On 07/06/2011 12:03, Daniel Fischer wrote:
On Tuesday 07 June 2011, 10:51:00, Guy wrote:
On 06/06/2011 17:31, Daniel Schoepe wrote:
On Sun, 05 Jun 2011 19:53:50 +0300, Guy
wrote: So in my original example, why isn't "instance Foo (Bar f)" destructing Bar - and making the constraint available?
The "Bar" in "instance Foo (Bar f)" is a type constructor, not a data constructor like the X in "s (X x)". Hence "instance Foo (Bar f)" isn't really deconstructing anything, but applying the type constructor Bar to f, whereas "s (X x)" matches a _value_ of type X.

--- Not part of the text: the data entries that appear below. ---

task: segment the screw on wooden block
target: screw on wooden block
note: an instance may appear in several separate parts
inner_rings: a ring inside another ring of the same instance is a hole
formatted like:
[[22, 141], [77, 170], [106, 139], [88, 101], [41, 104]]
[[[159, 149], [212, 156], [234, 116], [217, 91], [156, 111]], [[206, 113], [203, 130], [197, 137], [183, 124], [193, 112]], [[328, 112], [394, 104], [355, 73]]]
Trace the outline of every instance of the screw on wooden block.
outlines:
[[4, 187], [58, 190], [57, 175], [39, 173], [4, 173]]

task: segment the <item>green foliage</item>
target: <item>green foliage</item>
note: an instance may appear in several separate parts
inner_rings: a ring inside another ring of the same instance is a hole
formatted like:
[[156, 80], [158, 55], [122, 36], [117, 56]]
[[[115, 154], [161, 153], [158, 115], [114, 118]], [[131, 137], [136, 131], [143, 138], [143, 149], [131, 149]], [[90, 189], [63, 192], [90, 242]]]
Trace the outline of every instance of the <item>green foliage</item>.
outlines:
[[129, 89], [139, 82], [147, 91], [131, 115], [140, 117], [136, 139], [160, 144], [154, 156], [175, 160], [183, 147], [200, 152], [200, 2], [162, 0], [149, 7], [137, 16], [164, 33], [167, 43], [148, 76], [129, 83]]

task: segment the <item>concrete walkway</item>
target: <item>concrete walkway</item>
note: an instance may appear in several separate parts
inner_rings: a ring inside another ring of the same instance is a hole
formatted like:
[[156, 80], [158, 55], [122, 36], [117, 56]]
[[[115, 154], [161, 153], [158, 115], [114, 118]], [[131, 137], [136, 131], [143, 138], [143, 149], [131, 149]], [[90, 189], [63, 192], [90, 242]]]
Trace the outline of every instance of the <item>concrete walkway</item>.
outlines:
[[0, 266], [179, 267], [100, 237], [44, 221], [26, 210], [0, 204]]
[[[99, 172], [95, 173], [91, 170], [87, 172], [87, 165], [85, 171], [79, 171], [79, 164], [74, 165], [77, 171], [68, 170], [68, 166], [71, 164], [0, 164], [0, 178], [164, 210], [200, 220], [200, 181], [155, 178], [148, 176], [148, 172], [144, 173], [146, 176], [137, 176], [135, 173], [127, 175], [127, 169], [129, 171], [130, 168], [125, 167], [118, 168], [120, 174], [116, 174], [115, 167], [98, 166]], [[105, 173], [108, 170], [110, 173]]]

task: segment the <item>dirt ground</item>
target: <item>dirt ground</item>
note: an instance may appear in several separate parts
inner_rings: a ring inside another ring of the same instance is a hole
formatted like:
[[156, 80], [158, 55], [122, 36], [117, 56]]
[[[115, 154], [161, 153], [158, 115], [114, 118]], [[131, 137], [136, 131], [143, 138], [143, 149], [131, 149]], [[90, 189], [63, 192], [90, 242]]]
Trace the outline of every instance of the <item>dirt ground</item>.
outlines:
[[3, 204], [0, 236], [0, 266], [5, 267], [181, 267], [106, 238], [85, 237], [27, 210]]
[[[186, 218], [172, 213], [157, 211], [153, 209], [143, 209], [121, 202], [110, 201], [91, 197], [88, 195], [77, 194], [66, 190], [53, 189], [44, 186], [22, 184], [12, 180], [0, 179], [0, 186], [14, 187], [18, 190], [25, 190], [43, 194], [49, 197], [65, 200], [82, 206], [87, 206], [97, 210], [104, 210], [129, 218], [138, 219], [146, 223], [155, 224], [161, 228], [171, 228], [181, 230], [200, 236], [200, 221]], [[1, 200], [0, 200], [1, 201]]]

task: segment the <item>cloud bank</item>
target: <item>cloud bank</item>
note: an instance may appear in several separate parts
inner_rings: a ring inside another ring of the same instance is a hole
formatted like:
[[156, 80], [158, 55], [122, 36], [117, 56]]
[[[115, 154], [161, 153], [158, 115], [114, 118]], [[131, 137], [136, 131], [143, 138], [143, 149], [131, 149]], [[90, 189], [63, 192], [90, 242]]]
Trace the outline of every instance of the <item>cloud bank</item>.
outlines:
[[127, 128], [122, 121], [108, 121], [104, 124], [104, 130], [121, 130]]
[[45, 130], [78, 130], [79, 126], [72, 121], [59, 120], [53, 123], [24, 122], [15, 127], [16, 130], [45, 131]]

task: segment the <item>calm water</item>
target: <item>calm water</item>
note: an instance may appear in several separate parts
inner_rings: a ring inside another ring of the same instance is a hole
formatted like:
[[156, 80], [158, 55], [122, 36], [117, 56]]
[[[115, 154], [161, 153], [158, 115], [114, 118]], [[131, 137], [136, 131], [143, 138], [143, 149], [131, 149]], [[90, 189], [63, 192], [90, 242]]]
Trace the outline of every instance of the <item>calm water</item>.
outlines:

This might be a bit clearer if you name type and data constructors differently, e.g.:
data Bar f a = Foo f => MkBar { bar :: f a }
Cheers, Daniel
Thanks, I (think I) understand your explanation, but ... why can't GHC infer that Bar must always be a Show, seeing as this is the only constructor?
undefined :: Bar f a
You get the Foo constraint from the constructor MkBar, but there is a value which doesn't use the constructor, so you can't get it from the type alone.
So if GHC were to infer the type constraint, it could be violated by undefined. Would this prevent any real code from working?